It has been reported that high systemic levels of IL-23 induce psoriasis and spondyloarthritis in mice[12]. To examine if IL-23 could be detected in the serum at distinct phases of disease, we collected serum of K23 mice at 5 and 20 weeks and used LUMINEX technology to quantify it. To our surprise, the circulating levels of IL-23 were not different between controls and K23 mice (Fig. 5). We also investigated the serum levels of other inflammatory cytokines such as GCSF, GMCSF, CXCL1, CXCL2, CXCL10, IFNγ, IL-1α, IL-1β, IL-12p70, IL-15/IL-15R, IL-17, IL-18, IL-21, IL-22, IL-25, IL-27, Leptin, CCL2, CCL3, CCL4, CCL5, CCL7, MCSF, sRankl and TNF (Fig. 5). At 5 and 20 weeks the serum levels of IL-22, IL-17, IL-1β, IL-18 and GCSF but not the other cytokines, were significantly elevated. Levels of IFNγ and CXCL10 were increased only at 20 weeks. The most elevated cytokine in circulation was IL-22 (50 fold over control) (Fig. 5). In addition, we checked the expression of several cytokines (IL-22, IL-17, IFNg, TNF, GMCSF and IL-33) in the skin of K23 mice 8 weeks after TAM treatment by qPCR analysis (Fig. 6). We found that the expression of the cytokines IL-22, IFNg and TNF were significantly increased in the skin of K23 mice compared to WT mice (Fig. 6). These results indicate that expression of IL-23 in the skin of K23 mice does not significantly increase the levels of IL-23 in circulation, and suggest that the inflammatory process in the skin increases the circulating and local levels of several cytokines, most markedly IL-22.

Figure 5

Peripheral cytokine expression after TAM treatment. WT and K23 mice 5 weeks and 20 weeks after TAM treatment serum cytokine levels were analyzed by multiplex ELISA. n = 5–7 mice/group. Data are shown as mean± SEM, ns, p > 0.05, *p < 0.05, **p < 0.01, ***p < 0.001, by one-way ANOVA followed by Dunnett’s multiple comparison test.

Figure 6

Relative expression of cytokines in the ears of K23 mice after TAM treatment. Relative expression of cytokines (IL-22, IL-17, IFNg, TNF, GMCSF and IL-33) in the ears of WT and K23 mice 8 weeks after TAM treatment (n = 3–4 mice/group). *p < 0.05, ns, not significant by non-parametric Mann-Whitney test.

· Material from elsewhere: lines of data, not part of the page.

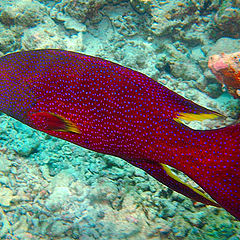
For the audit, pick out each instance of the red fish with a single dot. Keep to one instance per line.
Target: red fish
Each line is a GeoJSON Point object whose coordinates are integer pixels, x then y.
{"type": "Point", "coordinates": [111, 109]}
{"type": "Point", "coordinates": [226, 68]}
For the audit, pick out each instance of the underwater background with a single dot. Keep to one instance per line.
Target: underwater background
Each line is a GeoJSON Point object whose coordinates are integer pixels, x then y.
{"type": "Point", "coordinates": [52, 189]}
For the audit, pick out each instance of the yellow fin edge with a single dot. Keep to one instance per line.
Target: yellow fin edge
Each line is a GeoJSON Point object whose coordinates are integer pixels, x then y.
{"type": "Point", "coordinates": [70, 126]}
{"type": "Point", "coordinates": [175, 177]}
{"type": "Point", "coordinates": [195, 116]}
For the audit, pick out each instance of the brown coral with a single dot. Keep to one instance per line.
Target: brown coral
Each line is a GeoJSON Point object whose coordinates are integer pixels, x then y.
{"type": "Point", "coordinates": [226, 68]}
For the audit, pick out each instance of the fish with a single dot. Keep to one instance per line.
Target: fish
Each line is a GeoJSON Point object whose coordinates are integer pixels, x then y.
{"type": "Point", "coordinates": [111, 109]}
{"type": "Point", "coordinates": [226, 68]}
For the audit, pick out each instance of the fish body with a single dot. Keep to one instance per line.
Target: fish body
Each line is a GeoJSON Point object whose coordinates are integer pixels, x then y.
{"type": "Point", "coordinates": [226, 68]}
{"type": "Point", "coordinates": [114, 110]}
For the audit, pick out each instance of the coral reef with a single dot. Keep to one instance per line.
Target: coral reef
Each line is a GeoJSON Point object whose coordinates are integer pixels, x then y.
{"type": "Point", "coordinates": [51, 189]}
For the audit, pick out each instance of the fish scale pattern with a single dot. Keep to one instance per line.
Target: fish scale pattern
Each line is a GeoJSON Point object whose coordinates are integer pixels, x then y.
{"type": "Point", "coordinates": [111, 109]}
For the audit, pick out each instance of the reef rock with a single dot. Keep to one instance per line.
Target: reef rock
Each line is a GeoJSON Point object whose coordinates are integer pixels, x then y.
{"type": "Point", "coordinates": [226, 68]}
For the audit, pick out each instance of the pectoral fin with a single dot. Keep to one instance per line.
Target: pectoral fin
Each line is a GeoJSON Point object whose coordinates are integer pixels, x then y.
{"type": "Point", "coordinates": [174, 182]}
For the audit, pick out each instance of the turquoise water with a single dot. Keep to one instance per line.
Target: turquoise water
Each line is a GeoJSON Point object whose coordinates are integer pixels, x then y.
{"type": "Point", "coordinates": [51, 189]}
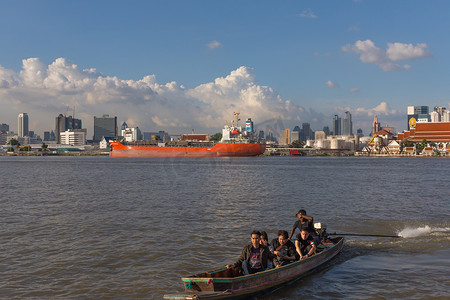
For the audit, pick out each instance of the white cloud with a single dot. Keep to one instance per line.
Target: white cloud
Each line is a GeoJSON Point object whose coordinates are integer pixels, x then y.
{"type": "Point", "coordinates": [214, 44]}
{"type": "Point", "coordinates": [307, 13]}
{"type": "Point", "coordinates": [330, 84]}
{"type": "Point", "coordinates": [45, 91]}
{"type": "Point", "coordinates": [369, 53]}
{"type": "Point", "coordinates": [399, 51]}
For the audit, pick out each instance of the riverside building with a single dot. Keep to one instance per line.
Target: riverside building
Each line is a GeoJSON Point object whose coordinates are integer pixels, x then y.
{"type": "Point", "coordinates": [104, 126]}
{"type": "Point", "coordinates": [23, 125]}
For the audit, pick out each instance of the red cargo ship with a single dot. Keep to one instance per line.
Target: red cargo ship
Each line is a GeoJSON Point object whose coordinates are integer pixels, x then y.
{"type": "Point", "coordinates": [235, 142]}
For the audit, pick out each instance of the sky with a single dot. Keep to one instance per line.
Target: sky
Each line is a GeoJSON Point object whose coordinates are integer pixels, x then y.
{"type": "Point", "coordinates": [183, 65]}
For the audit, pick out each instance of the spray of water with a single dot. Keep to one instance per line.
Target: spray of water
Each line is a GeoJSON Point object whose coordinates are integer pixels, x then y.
{"type": "Point", "coordinates": [410, 232]}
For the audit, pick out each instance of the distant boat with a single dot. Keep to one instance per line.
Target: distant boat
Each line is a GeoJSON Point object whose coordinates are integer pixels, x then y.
{"type": "Point", "coordinates": [226, 283]}
{"type": "Point", "coordinates": [236, 141]}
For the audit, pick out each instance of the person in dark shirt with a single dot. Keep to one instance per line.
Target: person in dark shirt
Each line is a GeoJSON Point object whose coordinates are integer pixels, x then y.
{"type": "Point", "coordinates": [254, 257]}
{"type": "Point", "coordinates": [284, 249]}
{"type": "Point", "coordinates": [305, 245]}
{"type": "Point", "coordinates": [304, 221]}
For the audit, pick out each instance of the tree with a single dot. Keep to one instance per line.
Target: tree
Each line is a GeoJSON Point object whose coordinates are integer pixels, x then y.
{"type": "Point", "coordinates": [216, 137]}
{"type": "Point", "coordinates": [422, 144]}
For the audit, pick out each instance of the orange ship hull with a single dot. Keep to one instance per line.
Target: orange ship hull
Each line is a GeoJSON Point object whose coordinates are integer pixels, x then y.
{"type": "Point", "coordinates": [218, 150]}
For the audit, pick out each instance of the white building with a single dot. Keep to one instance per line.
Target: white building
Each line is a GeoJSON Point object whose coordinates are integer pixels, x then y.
{"type": "Point", "coordinates": [131, 134]}
{"type": "Point", "coordinates": [435, 116]}
{"type": "Point", "coordinates": [446, 116]}
{"type": "Point", "coordinates": [23, 124]}
{"type": "Point", "coordinates": [73, 137]}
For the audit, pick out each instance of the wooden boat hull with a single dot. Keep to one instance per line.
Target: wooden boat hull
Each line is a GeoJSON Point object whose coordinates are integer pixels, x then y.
{"type": "Point", "coordinates": [221, 283]}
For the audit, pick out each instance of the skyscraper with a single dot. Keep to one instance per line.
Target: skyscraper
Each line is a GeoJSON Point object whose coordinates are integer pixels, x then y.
{"type": "Point", "coordinates": [4, 127]}
{"type": "Point", "coordinates": [104, 126]}
{"type": "Point", "coordinates": [417, 114]}
{"type": "Point", "coordinates": [63, 124]}
{"type": "Point", "coordinates": [23, 125]}
{"type": "Point", "coordinates": [347, 125]}
{"type": "Point", "coordinates": [337, 125]}
{"type": "Point", "coordinates": [306, 133]}
{"type": "Point", "coordinates": [375, 125]}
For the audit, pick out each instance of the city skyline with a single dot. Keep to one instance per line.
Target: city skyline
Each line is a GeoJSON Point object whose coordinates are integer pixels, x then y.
{"type": "Point", "coordinates": [180, 66]}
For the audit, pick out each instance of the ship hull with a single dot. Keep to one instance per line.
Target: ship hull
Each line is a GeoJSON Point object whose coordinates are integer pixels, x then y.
{"type": "Point", "coordinates": [218, 150]}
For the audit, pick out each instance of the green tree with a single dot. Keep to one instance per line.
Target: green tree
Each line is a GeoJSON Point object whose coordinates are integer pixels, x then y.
{"type": "Point", "coordinates": [216, 137]}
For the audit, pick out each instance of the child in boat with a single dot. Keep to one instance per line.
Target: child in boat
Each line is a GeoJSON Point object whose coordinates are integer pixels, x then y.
{"type": "Point", "coordinates": [284, 249]}
{"type": "Point", "coordinates": [304, 221]}
{"type": "Point", "coordinates": [265, 241]}
{"type": "Point", "coordinates": [305, 245]}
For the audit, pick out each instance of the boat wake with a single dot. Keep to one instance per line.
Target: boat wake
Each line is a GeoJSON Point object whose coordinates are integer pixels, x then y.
{"type": "Point", "coordinates": [410, 232]}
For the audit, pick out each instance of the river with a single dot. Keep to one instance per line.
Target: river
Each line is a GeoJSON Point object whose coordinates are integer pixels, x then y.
{"type": "Point", "coordinates": [101, 227]}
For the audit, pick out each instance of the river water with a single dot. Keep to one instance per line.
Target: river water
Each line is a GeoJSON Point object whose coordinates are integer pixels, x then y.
{"type": "Point", "coordinates": [101, 227]}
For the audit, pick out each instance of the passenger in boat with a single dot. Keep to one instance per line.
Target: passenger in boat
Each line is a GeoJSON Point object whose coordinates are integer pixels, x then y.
{"type": "Point", "coordinates": [264, 240]}
{"type": "Point", "coordinates": [305, 244]}
{"type": "Point", "coordinates": [284, 249]}
{"type": "Point", "coordinates": [254, 257]}
{"type": "Point", "coordinates": [304, 221]}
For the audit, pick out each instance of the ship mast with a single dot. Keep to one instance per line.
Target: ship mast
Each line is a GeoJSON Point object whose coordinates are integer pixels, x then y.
{"type": "Point", "coordinates": [236, 116]}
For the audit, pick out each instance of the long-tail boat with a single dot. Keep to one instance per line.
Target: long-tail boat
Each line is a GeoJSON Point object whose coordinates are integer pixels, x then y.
{"type": "Point", "coordinates": [229, 283]}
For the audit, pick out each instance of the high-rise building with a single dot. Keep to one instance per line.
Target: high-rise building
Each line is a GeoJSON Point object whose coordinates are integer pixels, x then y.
{"type": "Point", "coordinates": [347, 125]}
{"type": "Point", "coordinates": [75, 137]}
{"type": "Point", "coordinates": [63, 123]}
{"type": "Point", "coordinates": [435, 116]}
{"type": "Point", "coordinates": [375, 125]}
{"type": "Point", "coordinates": [446, 116]}
{"type": "Point", "coordinates": [4, 127]}
{"type": "Point", "coordinates": [337, 125]}
{"type": "Point", "coordinates": [104, 126]}
{"type": "Point", "coordinates": [306, 133]}
{"type": "Point", "coordinates": [417, 114]}
{"type": "Point", "coordinates": [23, 125]}
{"type": "Point", "coordinates": [295, 134]}
{"type": "Point", "coordinates": [285, 137]}
{"type": "Point", "coordinates": [359, 132]}
{"type": "Point", "coordinates": [46, 135]}
{"type": "Point", "coordinates": [123, 127]}
{"type": "Point", "coordinates": [440, 109]}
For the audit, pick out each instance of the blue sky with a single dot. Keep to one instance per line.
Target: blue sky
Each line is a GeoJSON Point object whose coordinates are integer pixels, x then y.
{"type": "Point", "coordinates": [178, 65]}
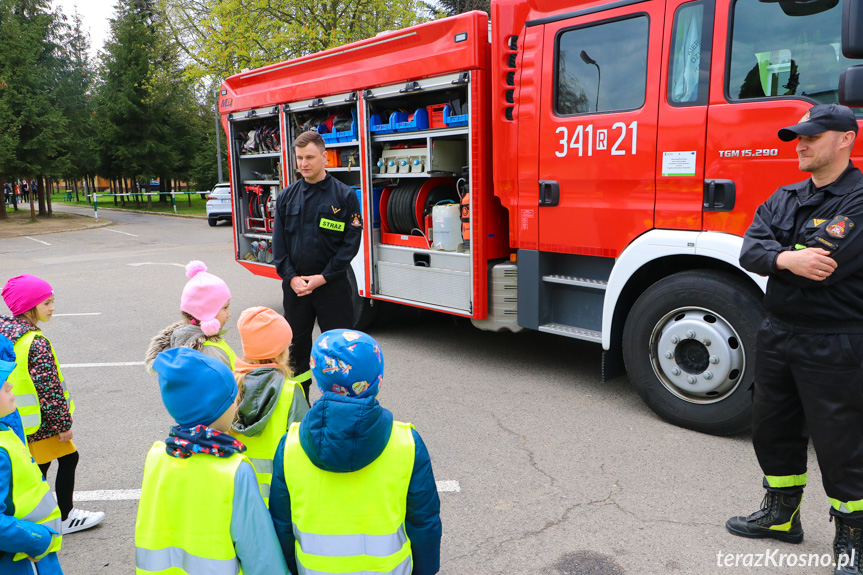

IL-22 is not required for development of the PsA-like phenotype

IL-22 is expressed in psoriatic skin lesions[34] and within the inflamed diseased synovium[35]. To examine if IL-22 was expressed in the skin and joints of K23 mice treated with TAM, we performed qPCR analysis. IL-22 was expressed in the ears but not in the enthesis of K23 mice 20 weeks after TAM treatment (Fig. 7A). IL-22 is expressed by different hematopoietic and non-hematopoietic cell types, including αβ T cells, γδ T cells, NKT cells, and innate lymphoid cells (ILCs), macrophages, neutrophils, and fibroblasts[36]. To localize IL-22 expression in the skin, we intercrossed the K23 mice with the IL-22tdTomato reporter mice[37] (referred to as K23/IL22tdTomato). IL-22+ cells were detected in the cellular infiltrates in the dermis and occasionally in the epidermis of K23/IL22tdTomato but not in control IL-22tdTomato animals (Fig. 7B). IL-22 levels were elevated in circulation of K23 mice suggesting that IL-22 could potentially have a role in pathogenesis. To define if expression of IL-22 was required for disease development, we generated K23 mice deficient in IL-22 (referred to as K23/IL-22−/− mice). After treatment with TAM, K23/IL-22−/− mice were monitored for development of skin and joint phenotypes. K23/IL-22−/− mice showed decreased ear thickness when compared to K23/IL-22+/+ mice 10 weeks after TAM, but this difference was not significant at later time points (Fig. 7C). Histological analysis of the skin of K23/IL-22+/+ and K23/IL-22−/− 20 weeks after TAM treatment did not show differences, with mice showing similar levels of inflammatory infiltrates, acanthosis, parakeratosis, and hyperkeratosis (Fig. 7D). These results suggest that IL-22 is not required for development of skin inflammation.

Figure 7

IL-22 is not required for development of skin inflammation. (A) Relative expression of IL-22 mRNA in the ears and enthesis of WT and K23 mice 20 weeks after TAM treatment (n = 4-5 mice/group). Data are shown as mean± SEM, ns, p > 0.05, *p < 0.05, by nonparametric Mann-Whitney test. (B) Immunostaining of the ears of IL22 and K23/IL22 mice 20 weeks after TAM treatment were stained with anti-tomato antibody. Cell nuclei were counterstained with DAPI (blue). Notice the accumulation of IL-22 positive cells in the ears of K23 mice compared to WT mice. n = 5 per group. (C) Quantification of the ear thickness of WT, K23/IL22, and K23/IL22−/− mice after TAM treatment (n = 20–30 mice/time point). Data are shown as mean± SEM, **p < 0.01, ***p < 0.001 compared with WT mice at the same time point by nonparametric Mann-Whitney test. (D) Representative H&E sections of K23/IL22 mice and K23/IL22−/− mice ears 20 weeks after TAM treatment. Scale bars, 50 μm.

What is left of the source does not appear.